Video #5- Man going down one set of steps then up another set twice.

https://drive.google.com/file/d/0B6AE_k7mJ0JIMzF4dGZId2s3WTg

Discussion Questions:

  • How long does it take the man to do one “lap” (down one side and back up the other)?

  • How does the graph of his first lap compare to that of his second lap?

  • How high is he when the video starts? How high when it ends? How do you know?

Video #6- Man hammering in nails, then hitting his thumb.

https://drive.google.com/file/d/0B6AE_k7mJ0JIZUN4VkxVbVQ4alk

Discussion Questions:

  • Good place to discuss units. What units could we use to measure pain? Are there set units for pain? What do doctors use?

  • What does the end of the graph look like?

  • What might the graph look like if he hit his thumb earlier, then put it in ice?

Video #7- Speedometer of a car as the driver applies the brakes.

https://drive.google.com/file/d/0B6AE_k7mJ0JIVzFqQzFOOUdMLWs

Discussion Questions:

  • When does the driver begin braking? (Use your graph)

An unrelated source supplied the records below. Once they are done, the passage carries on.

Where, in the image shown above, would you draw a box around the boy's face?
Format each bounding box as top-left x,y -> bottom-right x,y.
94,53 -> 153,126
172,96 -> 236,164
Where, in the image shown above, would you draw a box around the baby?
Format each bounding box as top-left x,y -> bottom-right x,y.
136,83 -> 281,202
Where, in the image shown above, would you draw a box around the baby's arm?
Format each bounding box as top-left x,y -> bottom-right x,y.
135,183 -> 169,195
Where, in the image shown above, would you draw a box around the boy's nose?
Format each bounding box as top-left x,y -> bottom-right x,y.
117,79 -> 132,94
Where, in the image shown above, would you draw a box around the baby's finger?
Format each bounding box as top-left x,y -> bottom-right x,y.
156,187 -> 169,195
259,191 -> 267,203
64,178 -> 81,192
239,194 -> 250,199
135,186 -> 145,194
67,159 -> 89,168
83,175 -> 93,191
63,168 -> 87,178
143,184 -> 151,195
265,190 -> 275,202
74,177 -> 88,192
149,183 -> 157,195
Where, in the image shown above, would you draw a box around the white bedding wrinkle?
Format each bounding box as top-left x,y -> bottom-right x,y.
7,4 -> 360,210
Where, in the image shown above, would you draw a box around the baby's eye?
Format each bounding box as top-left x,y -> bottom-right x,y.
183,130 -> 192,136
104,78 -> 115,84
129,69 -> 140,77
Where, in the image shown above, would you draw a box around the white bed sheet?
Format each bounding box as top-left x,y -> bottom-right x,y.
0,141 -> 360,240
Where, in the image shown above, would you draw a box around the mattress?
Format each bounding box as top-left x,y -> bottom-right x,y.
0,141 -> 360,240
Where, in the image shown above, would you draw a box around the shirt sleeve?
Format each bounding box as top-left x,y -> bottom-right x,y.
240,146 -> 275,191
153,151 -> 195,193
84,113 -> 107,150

Videos 8, 9, and 10 are the same clip of a man running up a curving road.

Video #8

https://drive.google.com/file/d/0B6AE_k7mJ0JIWEtEZlA0cVZpZFE

Video #9

https://drive.google.com/file/d/0B6AE_k7mJ0JIUEJoZi1FYzBsSms

Video #10

https://drive.google.com/file/d/0B6AE_k7mJ0JIWmNrNnlSLWxFbFk

Discussion Questions:

  • How are these three graphs the same? How are they different?

  • When is the runner running the fastest? When is he running slowest?

  • When has he run halfway up the hill?

  • What other graphs could we make using this same video?